The peace of God is the same peace which God possesses, the peace that results from his knowledge that nothing can happen in his whole vast universe except as he wills or permits it. He is neither anxious about the present, nor fearful of the future; and his peace can be ours, for as members of his family he has assured us that all the glorious attributes of his character are enlisted for our protection and care as New Creatures in Christ Jesus.

With this ‘blessed assurance’ we can ‘go forward’ in our march toward the heavenly Canaan with absolute confidence that if in each step of the way we obey him, no seas of trouble can drown us, nor will he permit any of the storms of life to overwhelm us. He has promised to guide us, to hold us, to keep us, to fight for us, and to give us strength.

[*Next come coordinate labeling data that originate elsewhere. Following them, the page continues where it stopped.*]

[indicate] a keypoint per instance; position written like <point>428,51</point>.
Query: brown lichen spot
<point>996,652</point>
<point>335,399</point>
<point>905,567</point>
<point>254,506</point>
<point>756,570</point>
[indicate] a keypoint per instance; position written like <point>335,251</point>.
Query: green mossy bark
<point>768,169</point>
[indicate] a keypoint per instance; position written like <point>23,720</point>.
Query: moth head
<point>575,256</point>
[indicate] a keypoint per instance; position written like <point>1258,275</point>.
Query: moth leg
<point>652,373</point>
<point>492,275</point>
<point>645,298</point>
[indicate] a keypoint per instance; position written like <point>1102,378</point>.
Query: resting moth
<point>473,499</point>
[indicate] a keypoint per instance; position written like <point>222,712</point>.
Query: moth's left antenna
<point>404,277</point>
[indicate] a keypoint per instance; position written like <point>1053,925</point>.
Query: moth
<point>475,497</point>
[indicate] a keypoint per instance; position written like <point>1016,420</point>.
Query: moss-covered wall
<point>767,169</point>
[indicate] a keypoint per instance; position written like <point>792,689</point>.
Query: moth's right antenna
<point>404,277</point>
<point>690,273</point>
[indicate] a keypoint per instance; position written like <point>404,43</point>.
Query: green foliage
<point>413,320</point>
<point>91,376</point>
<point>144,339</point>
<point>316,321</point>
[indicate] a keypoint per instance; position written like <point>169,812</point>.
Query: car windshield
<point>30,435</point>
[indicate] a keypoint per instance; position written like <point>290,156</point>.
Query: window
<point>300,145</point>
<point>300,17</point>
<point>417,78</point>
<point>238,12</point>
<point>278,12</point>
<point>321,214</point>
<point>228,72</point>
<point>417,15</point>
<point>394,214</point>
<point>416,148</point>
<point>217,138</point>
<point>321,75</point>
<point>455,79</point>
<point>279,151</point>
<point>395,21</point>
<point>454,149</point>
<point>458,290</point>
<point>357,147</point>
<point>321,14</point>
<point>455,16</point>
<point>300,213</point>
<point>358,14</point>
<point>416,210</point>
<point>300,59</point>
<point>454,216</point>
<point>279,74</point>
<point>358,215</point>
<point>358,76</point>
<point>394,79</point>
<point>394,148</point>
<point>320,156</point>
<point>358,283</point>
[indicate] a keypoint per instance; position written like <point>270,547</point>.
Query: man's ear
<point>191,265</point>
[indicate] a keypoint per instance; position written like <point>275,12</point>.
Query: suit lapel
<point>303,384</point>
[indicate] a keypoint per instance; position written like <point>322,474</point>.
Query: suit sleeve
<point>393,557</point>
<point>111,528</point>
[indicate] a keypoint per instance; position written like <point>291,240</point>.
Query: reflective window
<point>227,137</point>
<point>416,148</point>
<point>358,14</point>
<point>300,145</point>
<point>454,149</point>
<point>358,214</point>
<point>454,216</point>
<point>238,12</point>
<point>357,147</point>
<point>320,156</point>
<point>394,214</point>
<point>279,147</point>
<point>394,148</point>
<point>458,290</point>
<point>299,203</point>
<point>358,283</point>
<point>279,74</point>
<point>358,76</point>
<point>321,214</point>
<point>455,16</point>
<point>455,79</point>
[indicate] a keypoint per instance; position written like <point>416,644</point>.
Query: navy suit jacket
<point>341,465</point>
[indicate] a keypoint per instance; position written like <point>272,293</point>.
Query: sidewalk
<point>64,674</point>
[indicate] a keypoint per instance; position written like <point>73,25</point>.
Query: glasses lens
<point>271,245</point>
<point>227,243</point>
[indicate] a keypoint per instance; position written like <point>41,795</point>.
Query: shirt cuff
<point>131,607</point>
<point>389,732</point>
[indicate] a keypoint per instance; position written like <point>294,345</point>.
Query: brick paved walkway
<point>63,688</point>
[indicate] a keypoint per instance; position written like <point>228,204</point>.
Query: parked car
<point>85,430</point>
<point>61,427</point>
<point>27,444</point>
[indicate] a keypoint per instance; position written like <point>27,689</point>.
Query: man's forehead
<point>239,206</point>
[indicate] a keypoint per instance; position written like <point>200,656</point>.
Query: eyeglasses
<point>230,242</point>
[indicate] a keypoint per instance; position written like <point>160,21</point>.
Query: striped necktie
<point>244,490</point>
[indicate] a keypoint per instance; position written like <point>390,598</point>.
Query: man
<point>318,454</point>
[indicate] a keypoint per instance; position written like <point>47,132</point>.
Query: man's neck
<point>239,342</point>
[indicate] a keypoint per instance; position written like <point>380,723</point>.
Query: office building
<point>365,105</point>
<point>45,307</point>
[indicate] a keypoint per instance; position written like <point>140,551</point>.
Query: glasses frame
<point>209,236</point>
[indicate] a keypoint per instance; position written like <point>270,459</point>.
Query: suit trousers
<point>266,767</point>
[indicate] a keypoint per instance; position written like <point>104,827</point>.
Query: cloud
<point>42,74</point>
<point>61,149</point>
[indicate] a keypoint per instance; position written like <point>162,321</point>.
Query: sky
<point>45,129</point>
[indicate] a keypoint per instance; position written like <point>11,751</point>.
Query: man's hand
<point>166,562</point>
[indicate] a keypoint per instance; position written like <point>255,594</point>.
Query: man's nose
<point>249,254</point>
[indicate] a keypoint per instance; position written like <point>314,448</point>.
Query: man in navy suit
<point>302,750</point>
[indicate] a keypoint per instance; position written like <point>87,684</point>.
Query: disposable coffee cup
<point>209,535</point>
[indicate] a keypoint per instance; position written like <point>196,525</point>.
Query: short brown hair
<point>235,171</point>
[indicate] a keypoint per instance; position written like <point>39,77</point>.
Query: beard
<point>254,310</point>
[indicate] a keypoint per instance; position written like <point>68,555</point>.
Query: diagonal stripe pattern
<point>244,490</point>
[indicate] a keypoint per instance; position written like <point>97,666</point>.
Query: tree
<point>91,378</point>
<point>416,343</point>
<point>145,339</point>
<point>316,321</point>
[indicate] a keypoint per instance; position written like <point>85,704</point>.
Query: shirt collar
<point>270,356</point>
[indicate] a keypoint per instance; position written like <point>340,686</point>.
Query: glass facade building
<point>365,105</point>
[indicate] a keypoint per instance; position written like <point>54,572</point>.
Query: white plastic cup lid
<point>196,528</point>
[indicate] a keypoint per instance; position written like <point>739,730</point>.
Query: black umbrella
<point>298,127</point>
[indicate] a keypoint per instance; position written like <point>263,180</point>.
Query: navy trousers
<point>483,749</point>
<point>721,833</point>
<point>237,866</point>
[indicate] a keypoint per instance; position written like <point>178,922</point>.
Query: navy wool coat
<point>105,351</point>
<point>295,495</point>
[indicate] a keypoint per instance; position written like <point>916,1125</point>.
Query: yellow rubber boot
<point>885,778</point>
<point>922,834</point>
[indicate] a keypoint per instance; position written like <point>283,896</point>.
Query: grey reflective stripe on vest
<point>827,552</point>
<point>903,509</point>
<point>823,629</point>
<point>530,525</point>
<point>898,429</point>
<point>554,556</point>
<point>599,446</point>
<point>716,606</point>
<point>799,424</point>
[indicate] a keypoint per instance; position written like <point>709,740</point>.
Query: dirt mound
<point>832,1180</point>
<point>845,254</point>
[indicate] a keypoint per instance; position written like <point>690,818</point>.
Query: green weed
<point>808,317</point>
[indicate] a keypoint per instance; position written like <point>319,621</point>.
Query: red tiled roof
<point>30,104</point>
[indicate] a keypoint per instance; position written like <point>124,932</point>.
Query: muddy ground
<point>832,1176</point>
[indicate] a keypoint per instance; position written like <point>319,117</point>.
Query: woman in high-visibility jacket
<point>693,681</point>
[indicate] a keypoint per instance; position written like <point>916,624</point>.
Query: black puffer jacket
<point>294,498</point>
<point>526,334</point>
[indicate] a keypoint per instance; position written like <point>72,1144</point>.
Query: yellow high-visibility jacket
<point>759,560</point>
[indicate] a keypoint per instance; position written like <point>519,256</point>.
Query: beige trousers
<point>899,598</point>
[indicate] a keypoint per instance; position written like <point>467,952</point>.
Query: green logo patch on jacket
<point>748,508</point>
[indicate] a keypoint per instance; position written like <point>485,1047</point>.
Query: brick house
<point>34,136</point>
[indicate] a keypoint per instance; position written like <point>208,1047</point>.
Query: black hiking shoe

What more could we ask?

It remains only for us to wait on him in quietness and in confidence and claim his peace, knowing that whatever our need may be he will “bring it to pass.” (Ps. 37:5) All we have to do is to ‘stand still’ in the sense of not being agitated no matter what the circumstances may be; and when he gives the command to ‘go forward’, to obey knowing that he will lead the way and give victory to all who have their minds stayed on him, rewarding us with eternal peace.